Farmers worldwide are turning to genetically modified seeds to increase their crop output and in the process are destroying traditional crops and methods of organic farming, she says.
Shiva says farmers have been driven into steep debt buying the expensive seeds, which must be bought anew every year since they cannot be replanted as organic seeds are. The farmers also must invest in costly irrigation systems and pesticides to accommodate the new system that, she says, often wipes out their savings.

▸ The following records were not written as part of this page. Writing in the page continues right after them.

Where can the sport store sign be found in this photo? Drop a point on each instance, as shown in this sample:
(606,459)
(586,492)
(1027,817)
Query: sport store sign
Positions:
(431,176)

She says there is a link between farmer suicides in India and the debt they have run up growing genetically modified crops. For Shiva, a quantum physicist turned ecological activist, it all goes back to the seed. In Sanskrit, the word for seed is bija, or "that from which life arises." "It has become the metaphor for me for all my work in ecology," she says.

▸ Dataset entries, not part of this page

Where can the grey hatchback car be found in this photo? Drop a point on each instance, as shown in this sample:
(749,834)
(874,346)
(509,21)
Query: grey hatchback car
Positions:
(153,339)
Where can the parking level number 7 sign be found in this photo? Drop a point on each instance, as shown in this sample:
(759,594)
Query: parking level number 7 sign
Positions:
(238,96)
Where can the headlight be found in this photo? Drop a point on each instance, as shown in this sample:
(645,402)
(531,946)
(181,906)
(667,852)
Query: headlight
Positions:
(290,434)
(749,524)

It lead her to help found the organization Navdanya, which forms seed banks and trains Indian farmers to produce traditional crops without chemical pesticides or fertilizers. To date, she says, about 100,000 farmers have returned to traditional, organic farming methods in villages now dubbed "freedom zones." Navdanya has opened an organic market in New Delhi to sell the produce. Bioengineered crops may work in the short term, Shiva says, but because they are costly and deprive the soil of moisture and nutrients, ultimately they cannot be sustained.

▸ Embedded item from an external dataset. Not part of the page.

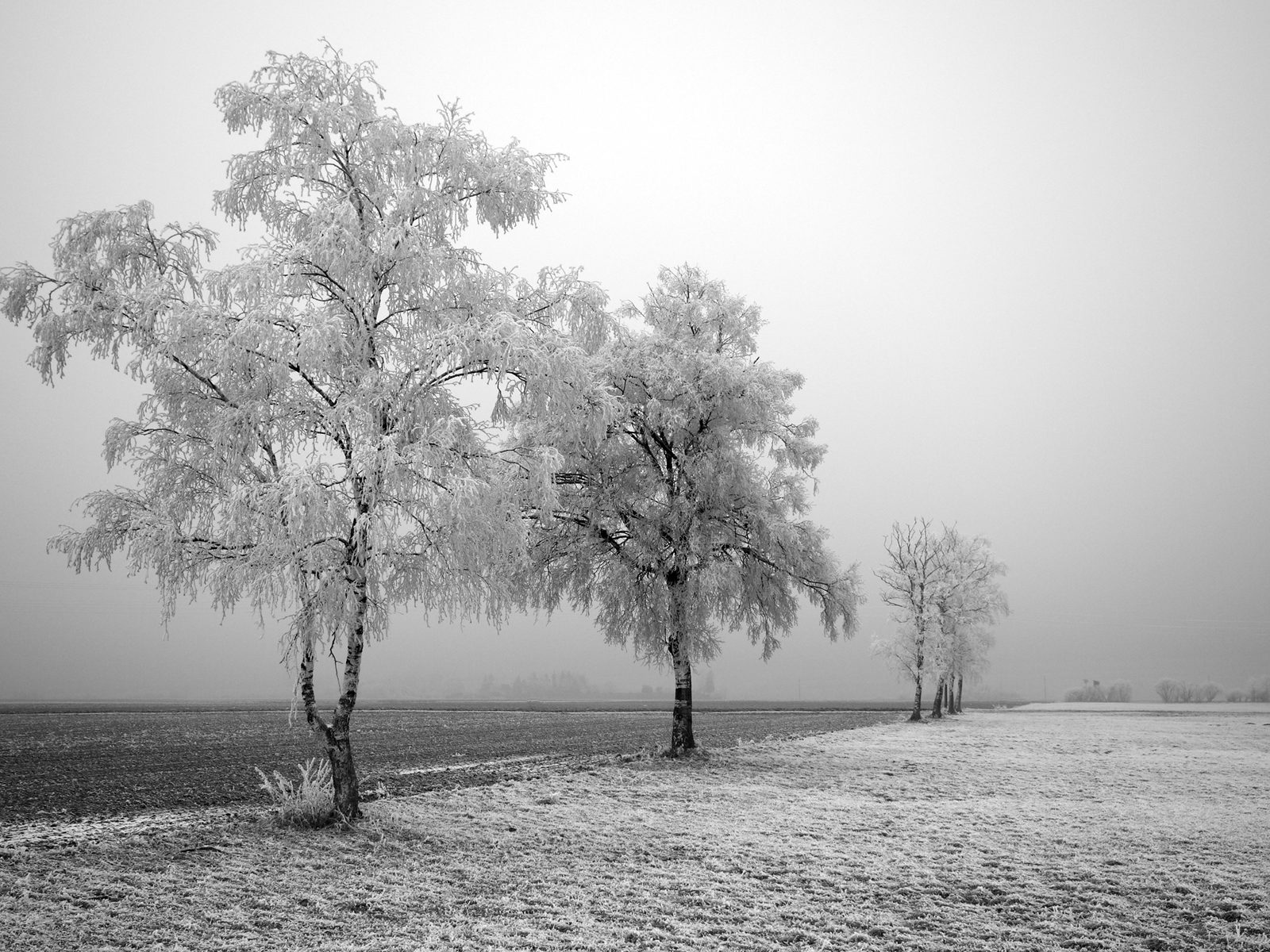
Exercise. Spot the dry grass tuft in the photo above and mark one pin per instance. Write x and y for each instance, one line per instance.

Proponents of genetically modified crops argue they are the answer to helping eradicate world hunger the high yields of food they produce essential for regions plagued by drought and floods. Shiva; who advises the Indian government on biodiversity, traces her path from academia to what she calls "action research," to the example set by her parents, followers of activists in India's independence movement.
Her mother, a school inspector, became a farmer after independence, her father a lawyer and soldier, worked in forest conservation. "So I got my forest exposure from him, and my farm exposure from her, and my passion for freedom and rebellion against subjection of an unjust immoral kind from both of them," says Shiva with a chuckle.
When she decided to leave academia to become a full time environmental activist in 1981, she initially set up shop in her mother's cowshed. She has since moved on to the world stage but says her message to leaders remains simple: "They are basically children of the earth, they are not its ' masters."